Kur’an-ı kerimi okumak sünnet, dinlemek ise farzdır. Yani dinlemek daha çok sevaptır. Mushafa bakarak dinlemek daha sevaptır. Hadis-i şeriflerde buyuruldu ki:

(Kur'an okunan yere rahmet yağar, melekler hazır olur.) [Buhari]

(Kur'andan bir âyet dinleyen sayısız çok sevaba kavuşur.) [İ.Ahmed]

 

Mealler hatalıdır

Bilindiği gibi mealler değişiktir. Birbirini tutmayan yerleri çoktur. Meallerde hata olabilir mi?

CEVAP

Prof.Dr. M.Sait Yazıcıoğlu, Diyanet İşleri Başkanı iken açıkladığı gibi meallerde hata olur. Hiç hata olmasa bile meale "Allah kelamı" denmez. Kur’an-ı kerimin başka dillere yapılan çevirmelerine Kur'an denmez. Bunlara, Kur’an-ı kerimin meali denir. Bunlar, Kur'an diye okunamaz.

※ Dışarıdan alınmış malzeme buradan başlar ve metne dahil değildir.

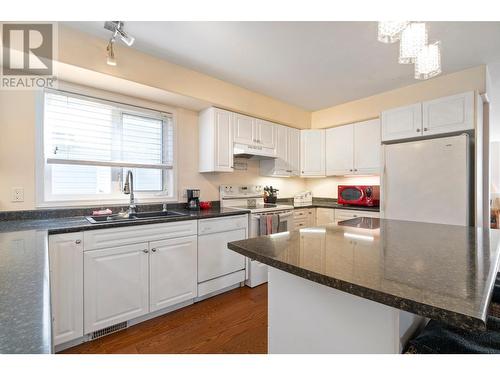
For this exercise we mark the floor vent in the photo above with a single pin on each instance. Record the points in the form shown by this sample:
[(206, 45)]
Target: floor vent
[(108, 330)]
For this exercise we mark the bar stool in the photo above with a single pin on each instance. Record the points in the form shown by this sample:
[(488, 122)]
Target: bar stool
[(441, 338)]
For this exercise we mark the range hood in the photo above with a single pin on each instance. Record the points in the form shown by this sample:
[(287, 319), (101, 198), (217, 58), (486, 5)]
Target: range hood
[(253, 152)]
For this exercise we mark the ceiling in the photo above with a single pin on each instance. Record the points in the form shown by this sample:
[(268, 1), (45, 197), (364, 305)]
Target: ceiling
[(312, 65)]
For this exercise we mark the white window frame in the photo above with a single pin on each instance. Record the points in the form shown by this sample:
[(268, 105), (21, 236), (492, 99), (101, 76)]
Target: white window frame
[(134, 105)]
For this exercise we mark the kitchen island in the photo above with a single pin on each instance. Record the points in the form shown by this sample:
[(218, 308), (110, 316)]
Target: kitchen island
[(368, 285)]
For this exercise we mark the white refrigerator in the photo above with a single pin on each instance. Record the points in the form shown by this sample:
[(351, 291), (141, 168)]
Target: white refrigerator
[(427, 181)]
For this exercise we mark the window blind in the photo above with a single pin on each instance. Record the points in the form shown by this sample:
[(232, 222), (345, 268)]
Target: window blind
[(82, 131)]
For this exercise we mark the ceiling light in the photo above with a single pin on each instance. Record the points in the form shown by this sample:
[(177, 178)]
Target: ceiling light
[(111, 53), (389, 31), (117, 28), (413, 39), (428, 61)]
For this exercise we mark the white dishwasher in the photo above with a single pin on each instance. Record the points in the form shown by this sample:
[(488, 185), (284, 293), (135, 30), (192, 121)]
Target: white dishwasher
[(218, 267)]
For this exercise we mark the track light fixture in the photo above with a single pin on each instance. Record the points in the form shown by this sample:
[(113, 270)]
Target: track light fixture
[(116, 27)]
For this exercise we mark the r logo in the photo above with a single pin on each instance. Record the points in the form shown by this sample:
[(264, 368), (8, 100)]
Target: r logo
[(27, 49)]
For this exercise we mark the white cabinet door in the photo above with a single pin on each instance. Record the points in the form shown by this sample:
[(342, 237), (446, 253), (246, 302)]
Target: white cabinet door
[(340, 150), (325, 215), (66, 285), (449, 114), (266, 133), (244, 130), (172, 271), (223, 141), (294, 151), (402, 122), (215, 259), (281, 161), (367, 147), (116, 285), (312, 152)]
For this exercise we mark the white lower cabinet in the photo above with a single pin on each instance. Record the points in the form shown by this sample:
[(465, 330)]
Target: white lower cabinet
[(172, 272), (116, 285), (325, 215), (66, 286)]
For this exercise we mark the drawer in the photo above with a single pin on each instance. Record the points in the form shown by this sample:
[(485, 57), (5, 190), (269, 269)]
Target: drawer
[(103, 238), (297, 214), (222, 224), (350, 214)]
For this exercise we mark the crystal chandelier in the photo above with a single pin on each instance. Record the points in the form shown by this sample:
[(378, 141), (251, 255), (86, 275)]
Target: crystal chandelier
[(388, 31), (413, 39), (413, 46), (428, 61)]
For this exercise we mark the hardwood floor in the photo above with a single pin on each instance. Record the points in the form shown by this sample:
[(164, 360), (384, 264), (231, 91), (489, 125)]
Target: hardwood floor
[(233, 322)]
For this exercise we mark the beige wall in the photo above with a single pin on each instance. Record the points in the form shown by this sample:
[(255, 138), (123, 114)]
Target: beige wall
[(17, 148), (367, 108), (86, 51)]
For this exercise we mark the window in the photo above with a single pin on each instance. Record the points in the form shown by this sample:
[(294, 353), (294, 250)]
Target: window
[(90, 144)]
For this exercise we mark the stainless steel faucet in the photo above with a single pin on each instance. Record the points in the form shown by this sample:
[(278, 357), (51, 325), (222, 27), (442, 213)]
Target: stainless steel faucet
[(128, 188)]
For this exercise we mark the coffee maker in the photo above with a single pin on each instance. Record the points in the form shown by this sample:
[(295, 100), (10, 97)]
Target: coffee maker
[(193, 199)]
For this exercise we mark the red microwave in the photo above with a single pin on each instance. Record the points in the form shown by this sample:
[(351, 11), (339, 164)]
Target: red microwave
[(359, 195)]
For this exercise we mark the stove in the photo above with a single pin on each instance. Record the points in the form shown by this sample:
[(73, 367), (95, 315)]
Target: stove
[(251, 197), (248, 197)]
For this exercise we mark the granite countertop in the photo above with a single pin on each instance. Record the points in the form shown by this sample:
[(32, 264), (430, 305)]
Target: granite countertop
[(443, 272), (25, 317), (328, 203)]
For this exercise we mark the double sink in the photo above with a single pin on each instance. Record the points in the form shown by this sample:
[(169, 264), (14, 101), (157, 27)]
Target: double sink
[(134, 217)]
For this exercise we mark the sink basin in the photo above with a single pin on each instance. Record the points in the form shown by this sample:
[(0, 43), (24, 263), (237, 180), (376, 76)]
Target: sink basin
[(134, 217)]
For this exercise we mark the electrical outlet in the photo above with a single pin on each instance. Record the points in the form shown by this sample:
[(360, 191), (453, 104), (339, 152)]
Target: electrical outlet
[(17, 195)]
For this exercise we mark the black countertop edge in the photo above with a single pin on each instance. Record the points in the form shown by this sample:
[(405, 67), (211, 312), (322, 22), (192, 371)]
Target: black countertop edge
[(401, 303), (80, 223)]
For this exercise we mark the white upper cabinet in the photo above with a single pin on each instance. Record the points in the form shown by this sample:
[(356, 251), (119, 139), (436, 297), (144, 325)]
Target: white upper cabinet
[(340, 150), (402, 122), (367, 147), (173, 272), (294, 151), (215, 140), (353, 149), (66, 285), (245, 130), (449, 114), (266, 133), (287, 162), (312, 153)]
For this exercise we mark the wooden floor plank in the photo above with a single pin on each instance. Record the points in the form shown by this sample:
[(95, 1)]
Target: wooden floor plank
[(233, 322)]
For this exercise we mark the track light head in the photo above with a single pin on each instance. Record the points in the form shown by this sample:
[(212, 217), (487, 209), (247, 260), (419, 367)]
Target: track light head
[(117, 28)]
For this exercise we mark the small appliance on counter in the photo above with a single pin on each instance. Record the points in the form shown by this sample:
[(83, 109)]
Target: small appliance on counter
[(302, 199), (270, 194), (193, 199), (359, 195)]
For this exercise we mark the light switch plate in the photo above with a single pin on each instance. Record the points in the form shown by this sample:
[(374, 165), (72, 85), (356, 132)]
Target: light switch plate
[(17, 195)]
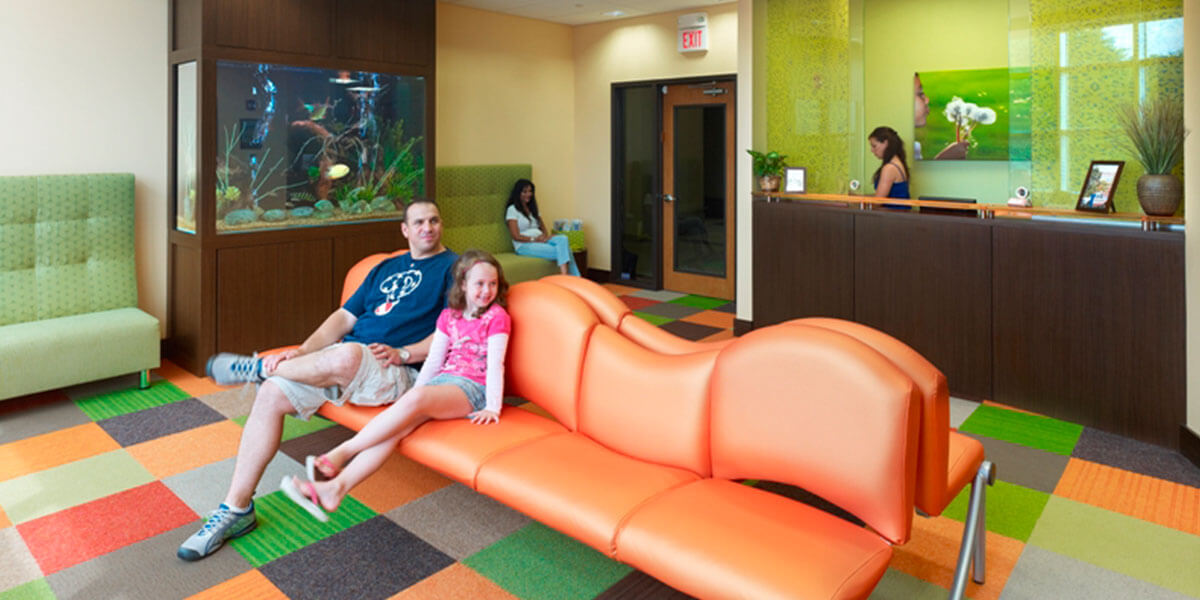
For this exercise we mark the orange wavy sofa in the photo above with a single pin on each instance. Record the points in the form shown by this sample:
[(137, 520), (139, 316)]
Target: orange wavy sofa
[(646, 451), (946, 460)]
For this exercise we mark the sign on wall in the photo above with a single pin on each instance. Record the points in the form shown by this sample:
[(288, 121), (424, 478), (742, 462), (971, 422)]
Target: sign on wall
[(693, 31)]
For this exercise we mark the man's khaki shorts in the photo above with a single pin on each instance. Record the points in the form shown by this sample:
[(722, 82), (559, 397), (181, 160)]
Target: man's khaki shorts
[(373, 384)]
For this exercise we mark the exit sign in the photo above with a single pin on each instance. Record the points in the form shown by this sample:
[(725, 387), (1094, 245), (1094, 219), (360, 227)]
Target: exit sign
[(693, 31)]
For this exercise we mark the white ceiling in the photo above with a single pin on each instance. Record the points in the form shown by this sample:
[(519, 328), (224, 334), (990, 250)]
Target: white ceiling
[(579, 12)]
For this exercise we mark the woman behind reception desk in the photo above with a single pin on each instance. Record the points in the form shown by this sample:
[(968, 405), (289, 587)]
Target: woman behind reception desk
[(892, 178)]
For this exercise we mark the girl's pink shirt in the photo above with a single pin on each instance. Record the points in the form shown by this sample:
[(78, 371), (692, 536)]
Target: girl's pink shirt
[(467, 353)]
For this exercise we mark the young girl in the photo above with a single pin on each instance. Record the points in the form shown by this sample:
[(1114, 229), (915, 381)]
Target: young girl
[(463, 376)]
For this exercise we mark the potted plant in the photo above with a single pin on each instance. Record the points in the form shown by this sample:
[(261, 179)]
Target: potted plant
[(1156, 137), (768, 168)]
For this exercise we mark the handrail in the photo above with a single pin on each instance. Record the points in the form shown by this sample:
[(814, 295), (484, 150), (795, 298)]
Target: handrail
[(1149, 222)]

Bunları, Kur'an diye okumak sevap olmaz, günah olur. İbni Hacer-i Mekki hazretleri buyuruyor ki:

(Kur’an-ı kerim tercümesini, Kur’an-ı kerim yerine okumak haramdır.) [Fetava-i fıkhiyye s. 37]

 

Tefsir-i Meraği

Tefsir-i Merağinin yazarı Mısırlı Mustafa Meraği kimdir?

CEVAP

Yüksek İslam Enstitüsü eski Müdürü Ahmed Davudoğlu Hoca, "Dini Tamir Davasında DİN TAHRİPÇİLERİ" isimli kitabında özetle diyor ki:

(M. Abduhun tilmizi [çömezi] Merağinin Ezher rektörlüğü benim Mısırda talebeliğim zamanına rastladığı için kendisini tanırım. Şeyh-ul-islam Mustafa Sabri efendi gibi hakiki İslam âlimleri, Abduhu, bunu ve emsalini haklı olarak tenkit etmiştir. Fakat Meraği, cevap verecek vasıfta değildi. Meraği, üstadı M.Abduh ve üstadının üstadı Efgani gibi birçok tashihi güç hatalara düştü. Birkaçı şöyle:

1- Meraği, üstadı Abduh ve arkadaşı Reşit Rıza gibi mucizelere inanmaz.

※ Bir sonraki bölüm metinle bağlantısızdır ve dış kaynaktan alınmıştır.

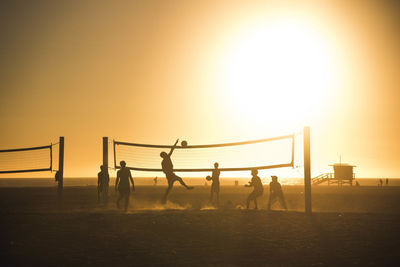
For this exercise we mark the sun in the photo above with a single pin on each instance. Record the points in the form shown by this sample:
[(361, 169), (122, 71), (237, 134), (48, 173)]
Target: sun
[(281, 71)]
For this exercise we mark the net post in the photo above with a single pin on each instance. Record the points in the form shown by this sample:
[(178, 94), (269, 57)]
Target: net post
[(105, 152), (115, 156), (307, 171), (61, 166), (51, 157)]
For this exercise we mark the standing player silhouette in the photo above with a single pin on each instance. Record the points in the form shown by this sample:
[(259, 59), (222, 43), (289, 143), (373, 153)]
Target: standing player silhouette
[(275, 193), (258, 189), (122, 184), (103, 179), (168, 169), (215, 184)]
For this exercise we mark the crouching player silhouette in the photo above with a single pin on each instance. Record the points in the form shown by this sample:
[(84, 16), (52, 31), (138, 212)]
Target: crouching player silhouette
[(168, 169)]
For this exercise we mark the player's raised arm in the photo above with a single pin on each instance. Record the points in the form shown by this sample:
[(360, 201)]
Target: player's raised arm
[(173, 147)]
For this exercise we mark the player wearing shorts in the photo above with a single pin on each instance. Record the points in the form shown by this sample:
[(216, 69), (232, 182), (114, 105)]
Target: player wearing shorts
[(258, 188), (103, 180), (275, 193), (215, 184), (168, 169), (122, 185)]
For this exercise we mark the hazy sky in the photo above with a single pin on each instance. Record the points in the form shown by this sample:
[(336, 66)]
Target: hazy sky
[(205, 71)]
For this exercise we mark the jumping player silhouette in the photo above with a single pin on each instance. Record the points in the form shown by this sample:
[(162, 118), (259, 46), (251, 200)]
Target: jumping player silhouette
[(168, 169), (122, 184), (258, 188)]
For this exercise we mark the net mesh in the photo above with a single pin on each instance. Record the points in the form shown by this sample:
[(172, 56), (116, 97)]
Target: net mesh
[(261, 154), (26, 159)]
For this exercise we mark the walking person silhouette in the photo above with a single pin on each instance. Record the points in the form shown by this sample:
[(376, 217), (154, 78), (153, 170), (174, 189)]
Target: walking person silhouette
[(122, 185), (258, 189), (103, 179), (275, 193), (168, 169), (215, 184)]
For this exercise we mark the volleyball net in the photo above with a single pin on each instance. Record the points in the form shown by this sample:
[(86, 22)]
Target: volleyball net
[(29, 159), (267, 153)]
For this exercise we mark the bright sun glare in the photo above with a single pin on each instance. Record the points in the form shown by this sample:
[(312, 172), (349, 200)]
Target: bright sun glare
[(281, 71)]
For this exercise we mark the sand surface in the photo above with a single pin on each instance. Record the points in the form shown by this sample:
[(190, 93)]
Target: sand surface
[(350, 226)]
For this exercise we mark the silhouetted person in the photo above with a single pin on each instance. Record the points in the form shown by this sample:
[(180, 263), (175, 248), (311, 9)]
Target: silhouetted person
[(168, 169), (59, 179), (258, 189), (122, 184), (215, 184), (275, 193), (103, 179)]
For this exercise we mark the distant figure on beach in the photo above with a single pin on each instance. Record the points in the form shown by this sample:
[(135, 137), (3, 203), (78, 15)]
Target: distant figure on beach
[(122, 185), (275, 193), (168, 169), (215, 184), (103, 179), (258, 189)]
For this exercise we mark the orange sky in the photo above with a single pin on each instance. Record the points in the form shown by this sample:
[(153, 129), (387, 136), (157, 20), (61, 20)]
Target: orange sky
[(153, 71)]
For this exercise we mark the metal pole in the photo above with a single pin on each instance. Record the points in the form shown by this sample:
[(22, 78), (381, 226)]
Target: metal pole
[(307, 170), (61, 165), (105, 152), (105, 165)]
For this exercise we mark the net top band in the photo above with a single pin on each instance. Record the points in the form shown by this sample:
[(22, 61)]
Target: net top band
[(207, 146)]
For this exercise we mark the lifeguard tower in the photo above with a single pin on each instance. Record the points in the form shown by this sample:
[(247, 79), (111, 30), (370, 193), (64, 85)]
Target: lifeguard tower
[(342, 174)]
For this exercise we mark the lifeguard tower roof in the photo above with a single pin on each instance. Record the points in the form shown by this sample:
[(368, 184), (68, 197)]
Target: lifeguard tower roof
[(343, 172)]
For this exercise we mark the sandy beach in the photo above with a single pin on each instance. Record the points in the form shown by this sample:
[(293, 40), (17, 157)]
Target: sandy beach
[(349, 226)]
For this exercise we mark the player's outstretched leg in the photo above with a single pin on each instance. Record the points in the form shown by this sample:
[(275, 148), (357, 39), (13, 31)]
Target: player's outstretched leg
[(183, 183)]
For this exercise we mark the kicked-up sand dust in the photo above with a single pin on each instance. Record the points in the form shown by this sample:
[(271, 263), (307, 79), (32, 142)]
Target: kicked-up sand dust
[(356, 226)]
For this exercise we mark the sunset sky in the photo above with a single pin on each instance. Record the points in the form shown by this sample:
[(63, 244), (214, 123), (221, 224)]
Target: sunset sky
[(203, 71)]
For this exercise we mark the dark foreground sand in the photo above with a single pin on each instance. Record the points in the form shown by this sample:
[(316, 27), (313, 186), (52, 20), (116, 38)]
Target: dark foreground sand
[(351, 226)]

2- Fıkıh dinden değil der. Kur'anda fıkıh öğrenmek emrediliyor. (Tevbe 122) Hadis-i şerifte de buyuruldu ki: (Allah kimin hayrını murad ederse, onu dinde fakih kılar) [Buhari]

3- Arap olmayanın, Kur'an tercümesi ile namaz kılması caiz ve hatta daha iyi diyor.

 

İbni Kesir Tefsiri

İbni Kesir’in tefsiri uygun mudur?

CEVAP

Tefsirini hadislerle açıklamış ve kendi görüşlerini de karıştırmış olduğu Keşfüz-zununde yazılıdır.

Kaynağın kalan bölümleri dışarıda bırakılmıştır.